We explore a new approach to collecting and transcribing speech data by using online educational games. One such game, Voice Race, elicited over 55,000 utterances over a 22 day period, representing 18.7 hours of speech. Voice Race was designed such that the transcripts for a significant subset of utterances can be automatically inferred using the contextual constraints of the game. Game context can also be used to simplify transcription to a multiple choice task, which can be performed by non-experts. We found that one third of the speech collected with Voice Race could be automatically transcribed with over 98% accuracy; and that an additional 49% could be labeled cheaply by Amazon Mechanical Turk workers. We demonstrate the utility of the self-labeled speech in an acoustic model adaptation task, which resulted in a reduction in the Voice Race utterance error rate. The collected utterances cover a wide variety of vocabulary, and should be useful across a range of research.

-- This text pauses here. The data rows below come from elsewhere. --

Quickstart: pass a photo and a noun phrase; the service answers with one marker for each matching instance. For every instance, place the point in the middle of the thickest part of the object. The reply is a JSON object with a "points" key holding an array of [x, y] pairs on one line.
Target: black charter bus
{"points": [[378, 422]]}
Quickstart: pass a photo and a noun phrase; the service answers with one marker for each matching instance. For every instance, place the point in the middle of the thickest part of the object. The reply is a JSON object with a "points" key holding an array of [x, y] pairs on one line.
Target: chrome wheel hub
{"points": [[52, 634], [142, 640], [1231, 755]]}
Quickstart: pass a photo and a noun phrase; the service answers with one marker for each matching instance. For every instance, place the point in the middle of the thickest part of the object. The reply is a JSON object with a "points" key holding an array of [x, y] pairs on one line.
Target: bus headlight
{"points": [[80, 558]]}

Presented at Interspeech 2009 in Brighton Cool We definitely need this.

 

Re: Using Games as a Way to Get Users to Submit Speech
User: kmaclean
Date: 9/14/2009 8:17 pm
Views: 55
Rating: 8

Hi nsh,

>One such game, Voice Race, elicited over 55,000 utterances over a

>22 day period, representing 18.7 hours of speech.

Wow... this puts VoxForge's approach to shame!

The "Voice Race Game" described in the article uses the WAMI  toolkit (Web-Accessible Multimodal Applications). 

As far as I can tell, WAMI is an open source Java front-end that sends speech to a closed-source MIT backend for speech recognition. It may be that MIT might have taken a page out of the Google playbook (i.e. harvesting voice data).  They say on their front page that : "all audio sent to MIT's servers will be logged for research purposes. [...]".   It is not clear as to what they might do, if anything, with the submitted speech.

How easily could WAMI be used as a front-end to a Sphinx server?  Or would it make more sense to use MIT's backend server for recognition (8kHz) and modify the app to send audio data asynchronously (16kHz) to a VoxForge server?

Very interesting... I've got lots of reading to do.

Ken

Re: Using Games as a Way to Get Users to Submit Speech
User: kmaclean
Date: 9/16/2009 10:31 pm
Views: 957
Rating: 8

Here is a proof of concept app (http://www.voxforge.org/testApp.html) using the WAMI toolkit that 'speechifies' the Free Rice word definition game.  This app uses MIT's Speech Rec and TTS engines, but could be set up to use another speech recognition engine...

There is only one definition and no scores are kept, but it certainly demonstrates the power of the WAMI toolkit to help developers create novel speech enabled web apps.

I think for us, the true value would be in letting us experiment by creating different games to collect speech.  Once one becomes successful, we can then look at modifying the app and migrating it to the VoxForge servers so we can collect the speech. 

We would be using the 'Fail Fast' approach described in an earlier post in this thread.

Ken

Re: Using Games as a Way to Get Users to Submit Speech
User: WAMI Team
Date: 10/5/2009 10:06 am
Views: 282
Rating: 8

Just so everyone knows, this technique has also been extended to continuous speech using the Voice Scatter game on Quizlet.com.


Publication: http://wami.csail.mit.edu/papers/QuizletSlate2009.pdf

Re: Using Games as a Way to Get Users to Submit Speech
User: kmaclean
Date: 8/4/2010 1:39 pm
Views: 2087
Rating: 8

This might be a good resource:

AudioGames.net is a community portal for audio games: games based on sound. An audio game is a game that consists (only) of sound. Its gamemechanics are usually based on the possibilites of sound as well. Usually (but not always) audio games have only auditive (so no visual!) output. We think audio games have the potentional to be a genre on its own due to the immense undiscovered possibilities of sound. Audiogames.net aims to promote audio games and support and inform the audio game community. By providing a clear view on the audio game genre we also contribute to the evergrowing game industry that is only just now beginning to recognize some of the potentials of sound.